Wadi al-Radd: Site description A steppic basin in the Jazirah, 60 km long by 10 km wide, near Al-Qamishli and a few kilometres north of the border with Iraq. Numerous small drainage lines descend from Jabal Sinjar in Iraq and from the Turkish mountains to the north. The basin used to flood in winter and spring, the extent depending on the season_s rain and snowfall. By December 1971 the area had been converted to intensive cultivation (wheat and cotton), and there was no standing water apparent in that year, but even in the 1990s smaller parts of the original area are considered still liable to winter flooding.

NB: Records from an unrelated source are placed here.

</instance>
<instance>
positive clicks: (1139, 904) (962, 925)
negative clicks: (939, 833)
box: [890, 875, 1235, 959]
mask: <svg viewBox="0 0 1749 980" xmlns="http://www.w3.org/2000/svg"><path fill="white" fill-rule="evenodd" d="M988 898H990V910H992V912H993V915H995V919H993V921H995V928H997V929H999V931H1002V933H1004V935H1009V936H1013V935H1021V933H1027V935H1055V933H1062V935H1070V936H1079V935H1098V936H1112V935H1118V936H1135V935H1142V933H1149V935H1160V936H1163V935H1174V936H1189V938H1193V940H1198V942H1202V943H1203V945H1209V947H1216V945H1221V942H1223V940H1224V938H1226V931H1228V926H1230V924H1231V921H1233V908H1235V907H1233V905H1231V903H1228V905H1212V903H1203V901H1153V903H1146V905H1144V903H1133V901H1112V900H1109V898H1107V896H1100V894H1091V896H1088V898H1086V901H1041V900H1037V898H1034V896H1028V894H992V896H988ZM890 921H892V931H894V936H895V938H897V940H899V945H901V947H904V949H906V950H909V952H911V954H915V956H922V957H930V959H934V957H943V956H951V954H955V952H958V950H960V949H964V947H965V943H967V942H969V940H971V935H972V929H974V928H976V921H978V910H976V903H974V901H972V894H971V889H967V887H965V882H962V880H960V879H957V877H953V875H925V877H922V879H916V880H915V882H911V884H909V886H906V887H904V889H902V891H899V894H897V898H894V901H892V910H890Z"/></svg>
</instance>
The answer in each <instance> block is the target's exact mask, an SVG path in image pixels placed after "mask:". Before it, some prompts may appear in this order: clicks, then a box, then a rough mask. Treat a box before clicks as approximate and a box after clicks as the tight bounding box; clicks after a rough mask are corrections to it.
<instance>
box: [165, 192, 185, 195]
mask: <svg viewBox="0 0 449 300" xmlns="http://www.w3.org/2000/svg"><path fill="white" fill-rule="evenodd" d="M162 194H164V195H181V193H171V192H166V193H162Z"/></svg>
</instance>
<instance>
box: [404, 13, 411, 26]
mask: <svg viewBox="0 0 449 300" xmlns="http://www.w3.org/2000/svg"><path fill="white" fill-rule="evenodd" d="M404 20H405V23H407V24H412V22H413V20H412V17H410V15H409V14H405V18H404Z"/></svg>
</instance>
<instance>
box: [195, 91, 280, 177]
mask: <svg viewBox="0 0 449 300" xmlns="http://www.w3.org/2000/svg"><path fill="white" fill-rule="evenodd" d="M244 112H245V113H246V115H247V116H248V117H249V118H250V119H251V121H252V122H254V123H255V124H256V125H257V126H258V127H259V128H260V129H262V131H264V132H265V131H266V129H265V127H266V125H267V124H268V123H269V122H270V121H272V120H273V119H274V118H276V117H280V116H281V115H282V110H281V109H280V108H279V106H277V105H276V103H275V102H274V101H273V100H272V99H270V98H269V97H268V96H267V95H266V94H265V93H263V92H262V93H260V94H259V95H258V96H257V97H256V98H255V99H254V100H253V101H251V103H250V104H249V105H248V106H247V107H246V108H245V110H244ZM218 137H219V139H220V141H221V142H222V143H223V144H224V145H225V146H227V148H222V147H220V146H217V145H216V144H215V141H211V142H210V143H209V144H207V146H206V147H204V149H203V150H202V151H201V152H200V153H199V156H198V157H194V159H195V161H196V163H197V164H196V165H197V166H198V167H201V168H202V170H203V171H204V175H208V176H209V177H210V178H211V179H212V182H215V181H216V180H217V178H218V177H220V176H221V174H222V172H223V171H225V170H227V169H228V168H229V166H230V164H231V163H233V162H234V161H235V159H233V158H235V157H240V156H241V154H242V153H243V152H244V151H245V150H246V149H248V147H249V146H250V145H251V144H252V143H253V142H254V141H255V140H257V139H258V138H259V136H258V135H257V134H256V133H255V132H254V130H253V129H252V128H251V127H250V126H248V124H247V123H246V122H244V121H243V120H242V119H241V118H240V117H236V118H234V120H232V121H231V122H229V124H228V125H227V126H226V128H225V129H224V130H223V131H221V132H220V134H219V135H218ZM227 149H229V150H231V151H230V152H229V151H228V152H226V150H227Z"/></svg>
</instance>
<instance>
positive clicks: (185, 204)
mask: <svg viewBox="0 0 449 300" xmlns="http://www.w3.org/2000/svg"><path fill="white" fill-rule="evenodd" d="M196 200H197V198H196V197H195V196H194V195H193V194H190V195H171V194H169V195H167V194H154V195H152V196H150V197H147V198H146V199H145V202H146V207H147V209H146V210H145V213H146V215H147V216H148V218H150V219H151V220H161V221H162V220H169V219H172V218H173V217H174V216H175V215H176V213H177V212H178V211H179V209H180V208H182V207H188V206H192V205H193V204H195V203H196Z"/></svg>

Yarmuk valley Site description The Yarmuk river runs along part of the Syria–Jordan frontier, at the southern end of the Golan Heights, and is joined by other streams in this region, e.g. near Heite by the Nahr al-Allan running from the north and by Wadi al-Thahab from the east. The watercourses lie in steep, narrow wadis cutting through a plateau with well-watered farmland (cereals), and though the sides of the valleys are barren the bottoms are full of lush vegetation including Phragmites reedbeds and oleander Nerium. The lower valleys are below sea-level. There are a few houses by the river below Heite. Lake Muzayrib (3242´N 3601´E, 2 ha) lies in a shallow depression on the plateau (Wadi al-Thahab), just west of Al-Muzayrib village and c.12 km north-west of Dar_a: a natural, spring-fed, mesotrophic lake of 2.5 m mean depth, with banks of grazed turf and at least one reedbed Phragmites. The lake is much used for irrigation, fishing, fish-farming and recreation (picnicing, etc.), and is surrounded by agriculture and many houses.